Education is the method of Philosophy or the process of developing Philosophers. Philosophy is impossible without ideas, and correct ideas are impossible without knowledge of facts, methods, principles and laws. Philosophy results from the application of Reason to these essential materials. Philosophy is the essential truth deduced from scientific facts by Reason.
All who would study Philosophy or be Philosophers must learn from Socrates in "The Bible of the Wise," known as Plato's Dialogues.
"And may we not say of the philosopher that he is a lover, not of a part of wisdom only, but of the whole? Yes, of the whole.
He who has a taste for every sort of knowledge and who is curious to learn and is never satisfied, may be justly termed a philosopher? Am I not right?
He said : Who, then, are true philosophers?
Those, I said, who are lovers of the vision of truth. That is also good, he said, but I should like to know what you mean ?
Those who see the absolute and eternal and immutable may be said to know, and not to have opinion only. The one love and embrace the subjects of knowledge, the other those of opinion. Those who love the truth in each thing are to be called lovers of wisdom and not lovers of opinion."—Plato's Republic, Book Y., 475-480, Jowett's translation.
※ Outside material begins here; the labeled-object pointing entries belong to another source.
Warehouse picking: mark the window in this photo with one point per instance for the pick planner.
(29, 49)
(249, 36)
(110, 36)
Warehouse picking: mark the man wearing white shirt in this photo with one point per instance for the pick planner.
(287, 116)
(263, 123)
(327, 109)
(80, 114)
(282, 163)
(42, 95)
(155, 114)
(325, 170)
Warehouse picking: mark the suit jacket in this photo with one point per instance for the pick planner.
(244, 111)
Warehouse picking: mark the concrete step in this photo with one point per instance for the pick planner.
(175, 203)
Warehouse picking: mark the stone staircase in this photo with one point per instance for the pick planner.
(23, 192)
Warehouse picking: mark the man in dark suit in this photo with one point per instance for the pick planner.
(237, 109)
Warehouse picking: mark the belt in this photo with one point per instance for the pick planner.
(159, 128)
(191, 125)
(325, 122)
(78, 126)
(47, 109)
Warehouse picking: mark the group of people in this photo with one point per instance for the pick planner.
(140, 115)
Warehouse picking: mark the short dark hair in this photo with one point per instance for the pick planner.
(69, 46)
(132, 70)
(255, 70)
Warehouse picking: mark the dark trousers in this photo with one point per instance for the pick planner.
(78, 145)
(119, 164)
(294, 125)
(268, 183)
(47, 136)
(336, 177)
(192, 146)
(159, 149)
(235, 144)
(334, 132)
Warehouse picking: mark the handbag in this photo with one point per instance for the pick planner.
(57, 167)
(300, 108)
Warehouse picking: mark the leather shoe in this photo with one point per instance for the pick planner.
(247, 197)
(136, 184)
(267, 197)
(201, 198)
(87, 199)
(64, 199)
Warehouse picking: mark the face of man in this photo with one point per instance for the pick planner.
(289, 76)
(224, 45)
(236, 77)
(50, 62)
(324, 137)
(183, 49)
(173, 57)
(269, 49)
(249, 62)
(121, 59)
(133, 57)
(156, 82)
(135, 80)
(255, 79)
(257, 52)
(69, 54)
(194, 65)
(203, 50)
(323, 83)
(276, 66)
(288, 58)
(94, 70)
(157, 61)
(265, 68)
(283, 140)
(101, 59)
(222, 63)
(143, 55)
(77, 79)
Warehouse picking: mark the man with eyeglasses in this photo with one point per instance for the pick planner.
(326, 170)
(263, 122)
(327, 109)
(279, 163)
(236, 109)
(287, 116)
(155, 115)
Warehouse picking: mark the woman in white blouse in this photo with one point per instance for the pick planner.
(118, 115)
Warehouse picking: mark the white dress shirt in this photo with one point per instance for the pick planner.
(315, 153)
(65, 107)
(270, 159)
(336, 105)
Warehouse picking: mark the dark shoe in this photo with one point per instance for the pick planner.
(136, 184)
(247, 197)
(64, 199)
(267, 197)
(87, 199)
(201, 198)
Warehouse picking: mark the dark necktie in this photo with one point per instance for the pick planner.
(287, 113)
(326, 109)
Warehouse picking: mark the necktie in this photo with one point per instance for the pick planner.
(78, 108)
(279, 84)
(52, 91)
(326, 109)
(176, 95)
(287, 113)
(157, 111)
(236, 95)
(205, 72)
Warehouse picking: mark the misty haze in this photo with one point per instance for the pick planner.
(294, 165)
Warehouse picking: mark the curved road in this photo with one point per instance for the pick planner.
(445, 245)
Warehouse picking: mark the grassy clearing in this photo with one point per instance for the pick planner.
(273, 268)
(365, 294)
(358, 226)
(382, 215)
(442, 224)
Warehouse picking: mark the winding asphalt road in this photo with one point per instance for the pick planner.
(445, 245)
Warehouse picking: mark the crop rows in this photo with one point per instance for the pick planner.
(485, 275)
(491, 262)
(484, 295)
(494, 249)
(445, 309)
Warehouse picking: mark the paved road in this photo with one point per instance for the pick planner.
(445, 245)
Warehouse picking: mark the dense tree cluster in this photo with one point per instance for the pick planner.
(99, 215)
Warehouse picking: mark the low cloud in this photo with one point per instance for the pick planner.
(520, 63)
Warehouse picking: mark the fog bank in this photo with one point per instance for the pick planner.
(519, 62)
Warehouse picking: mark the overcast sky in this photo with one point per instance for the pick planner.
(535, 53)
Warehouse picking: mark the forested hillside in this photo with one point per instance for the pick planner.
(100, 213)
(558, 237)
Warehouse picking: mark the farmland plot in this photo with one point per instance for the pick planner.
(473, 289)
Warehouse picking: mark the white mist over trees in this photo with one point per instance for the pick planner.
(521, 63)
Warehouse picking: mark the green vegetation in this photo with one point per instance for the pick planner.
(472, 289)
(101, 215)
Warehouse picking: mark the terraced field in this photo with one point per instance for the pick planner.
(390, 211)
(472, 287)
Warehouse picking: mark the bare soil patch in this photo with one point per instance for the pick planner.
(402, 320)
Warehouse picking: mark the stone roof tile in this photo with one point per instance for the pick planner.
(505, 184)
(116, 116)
Education is synonymous with the knowledge and practice of Philosophy. Intelligence is identified with devotion to truth. Knowledge infallibly leads to obedience to law. The evolution of Philosophy is indicated by the clearness of the expression of truth, and by the power of truth included in Philosophy to make Philosophers.
We are already in the period of evolution where the education of the race has become a religion to many great souls. Before this epoch, as indicated by the unreality of Philosophy, the power of theorizing ran far ahead of actual knowledge. Now that so much progress has been made in knowledge of both man and his environment, there is certainly needed a broader, deeper and higher correlation of the marvelous array of facts which have been discovered and classified as Sciences. It is the duty of Philosophers (and the ideal is that every man and woman should become a Philosopher) to keep pace with the discovery of facts and to appropriate readily every new truth which affects human life. This means Education, and Education means all this.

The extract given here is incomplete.